Going back to uh, um, something you said earlier that there were 3,000 people from your town who went into the ghetto, I mean, I'm sorry, who went into the camp.

To Auschwitz, Auschwitz.

And uh, I assume that means, that's from the uh, the uh, ghetto that you were moved into, there were about 3,000 brought in on your transport.

On our transport, yes.

And of those, within three months, you'd say all but 300?

Only 300 were selected, 2,700 people died.

2,700 died that day?

Same day, including my parents and my relatives.

Okay. And then out of those 300...

Out of those 300, I would venture to say that about 250 died the first few months in Auschwitz.
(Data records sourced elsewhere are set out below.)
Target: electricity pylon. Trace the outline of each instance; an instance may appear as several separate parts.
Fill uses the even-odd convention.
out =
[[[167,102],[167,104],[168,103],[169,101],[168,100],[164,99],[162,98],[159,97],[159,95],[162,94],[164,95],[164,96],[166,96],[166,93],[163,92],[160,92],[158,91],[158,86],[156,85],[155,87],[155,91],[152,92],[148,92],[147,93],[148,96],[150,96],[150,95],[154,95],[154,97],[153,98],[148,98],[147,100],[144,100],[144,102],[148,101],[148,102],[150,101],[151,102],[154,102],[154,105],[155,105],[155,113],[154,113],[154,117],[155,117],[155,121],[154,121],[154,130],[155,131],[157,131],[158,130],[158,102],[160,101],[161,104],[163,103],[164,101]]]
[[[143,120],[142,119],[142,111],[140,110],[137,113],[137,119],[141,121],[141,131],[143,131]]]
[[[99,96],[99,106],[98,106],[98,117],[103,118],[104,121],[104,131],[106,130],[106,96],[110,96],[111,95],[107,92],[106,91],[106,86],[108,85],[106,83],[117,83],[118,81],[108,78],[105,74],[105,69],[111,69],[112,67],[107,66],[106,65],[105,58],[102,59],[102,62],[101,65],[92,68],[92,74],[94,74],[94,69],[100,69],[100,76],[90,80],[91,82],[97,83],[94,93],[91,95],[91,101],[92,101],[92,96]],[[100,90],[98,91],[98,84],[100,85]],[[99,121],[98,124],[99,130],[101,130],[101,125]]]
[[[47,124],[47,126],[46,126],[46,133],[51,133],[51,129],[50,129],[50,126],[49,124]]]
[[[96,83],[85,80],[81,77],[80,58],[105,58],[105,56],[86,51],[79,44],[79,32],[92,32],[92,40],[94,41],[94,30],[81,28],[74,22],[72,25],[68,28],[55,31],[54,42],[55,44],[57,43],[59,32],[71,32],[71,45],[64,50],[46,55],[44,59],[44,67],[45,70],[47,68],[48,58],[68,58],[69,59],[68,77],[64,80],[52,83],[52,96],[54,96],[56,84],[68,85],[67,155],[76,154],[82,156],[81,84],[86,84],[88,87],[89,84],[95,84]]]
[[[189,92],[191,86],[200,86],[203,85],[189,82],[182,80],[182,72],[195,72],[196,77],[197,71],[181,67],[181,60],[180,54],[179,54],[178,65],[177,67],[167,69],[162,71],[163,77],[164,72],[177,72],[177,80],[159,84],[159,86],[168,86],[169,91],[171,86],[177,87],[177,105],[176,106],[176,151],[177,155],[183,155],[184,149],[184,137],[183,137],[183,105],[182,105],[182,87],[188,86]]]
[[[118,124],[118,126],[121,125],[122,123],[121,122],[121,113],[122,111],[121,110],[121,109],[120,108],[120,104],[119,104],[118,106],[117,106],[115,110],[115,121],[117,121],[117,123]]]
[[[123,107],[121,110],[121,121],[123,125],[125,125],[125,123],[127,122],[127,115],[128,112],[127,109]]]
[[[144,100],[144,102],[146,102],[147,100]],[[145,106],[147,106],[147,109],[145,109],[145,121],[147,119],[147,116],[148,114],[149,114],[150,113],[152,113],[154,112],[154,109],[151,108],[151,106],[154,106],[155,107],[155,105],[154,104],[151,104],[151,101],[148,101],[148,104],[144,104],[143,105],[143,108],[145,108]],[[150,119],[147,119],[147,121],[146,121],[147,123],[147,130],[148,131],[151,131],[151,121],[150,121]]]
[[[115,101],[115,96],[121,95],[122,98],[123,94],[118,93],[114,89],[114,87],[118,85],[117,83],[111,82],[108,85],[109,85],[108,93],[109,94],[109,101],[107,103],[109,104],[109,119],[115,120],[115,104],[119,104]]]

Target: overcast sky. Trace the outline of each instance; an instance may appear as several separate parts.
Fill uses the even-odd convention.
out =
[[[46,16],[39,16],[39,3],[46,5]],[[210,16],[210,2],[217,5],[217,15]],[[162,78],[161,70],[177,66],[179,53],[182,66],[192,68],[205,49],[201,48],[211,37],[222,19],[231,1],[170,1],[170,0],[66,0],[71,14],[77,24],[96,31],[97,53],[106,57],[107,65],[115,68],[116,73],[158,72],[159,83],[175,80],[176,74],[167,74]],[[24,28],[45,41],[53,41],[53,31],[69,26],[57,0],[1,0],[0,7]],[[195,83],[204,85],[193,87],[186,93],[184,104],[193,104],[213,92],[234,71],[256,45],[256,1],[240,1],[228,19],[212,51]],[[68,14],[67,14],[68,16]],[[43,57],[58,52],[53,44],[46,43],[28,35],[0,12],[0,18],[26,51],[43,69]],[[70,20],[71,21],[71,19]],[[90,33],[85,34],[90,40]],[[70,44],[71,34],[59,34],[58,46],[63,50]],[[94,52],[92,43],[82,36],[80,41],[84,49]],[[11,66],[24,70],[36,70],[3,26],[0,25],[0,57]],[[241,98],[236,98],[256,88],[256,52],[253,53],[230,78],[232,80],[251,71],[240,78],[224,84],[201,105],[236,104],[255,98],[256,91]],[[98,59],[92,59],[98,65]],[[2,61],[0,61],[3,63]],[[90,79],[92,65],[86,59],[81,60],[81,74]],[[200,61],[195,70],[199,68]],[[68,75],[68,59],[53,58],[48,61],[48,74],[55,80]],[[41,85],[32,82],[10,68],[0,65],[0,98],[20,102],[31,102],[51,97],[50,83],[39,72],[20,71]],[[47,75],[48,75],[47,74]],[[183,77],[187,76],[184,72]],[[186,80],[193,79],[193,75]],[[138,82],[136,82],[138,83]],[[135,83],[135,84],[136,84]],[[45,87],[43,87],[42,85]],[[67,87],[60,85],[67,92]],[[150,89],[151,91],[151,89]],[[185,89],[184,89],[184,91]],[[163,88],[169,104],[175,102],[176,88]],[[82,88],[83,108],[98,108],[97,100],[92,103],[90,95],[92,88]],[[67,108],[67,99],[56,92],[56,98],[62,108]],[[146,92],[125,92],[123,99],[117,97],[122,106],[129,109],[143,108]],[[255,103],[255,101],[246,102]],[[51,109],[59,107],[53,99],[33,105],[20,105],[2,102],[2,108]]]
And basically, even then of the rest uh, maybe...

Survived, uh...

Most survived?

Uh, uh, once they survived, I believe, with the exception of, of, of, of uh, killings and outright uh, uh, situation where they found themselves by...

Randomly slaughtering.

Randomly yes, slaughtering. And if they found a way around the jobs, and what have you, survived. Once they made it out the first year, forty-two and half of forty-three, was the most bestial period of, of, of, of a disgrace to humanity was happening in Auschwitz. Was 1942 to 1943 because prior to that it was a camp that catered to criminals, to prisoners and they were treated like prisoners. The Jewish people were taken into Auschwitz for one purpose only, to destroy them. And they used every possible method, method to kill 'em. And most people who came to Auschwitz, most of them were killed from the very beginning. And I don't mean by going to the gas chambers, I'm referring to the ones that were selected for work. Ones they survived the first six months, they had a fighting chance to live. The first six months killed most of 'em. And that was simply because of conditions that, that the human is not prepared to handle, the physical, the mental, the, the, the hap... hopelessness, and the just pure terror. So yes uh, most people who got to Auschwitz uh, did not survive. And the handful of people who managed to survive the shock and the first few months and they had a few breaks, but a fighting chance, at least a fighting chance.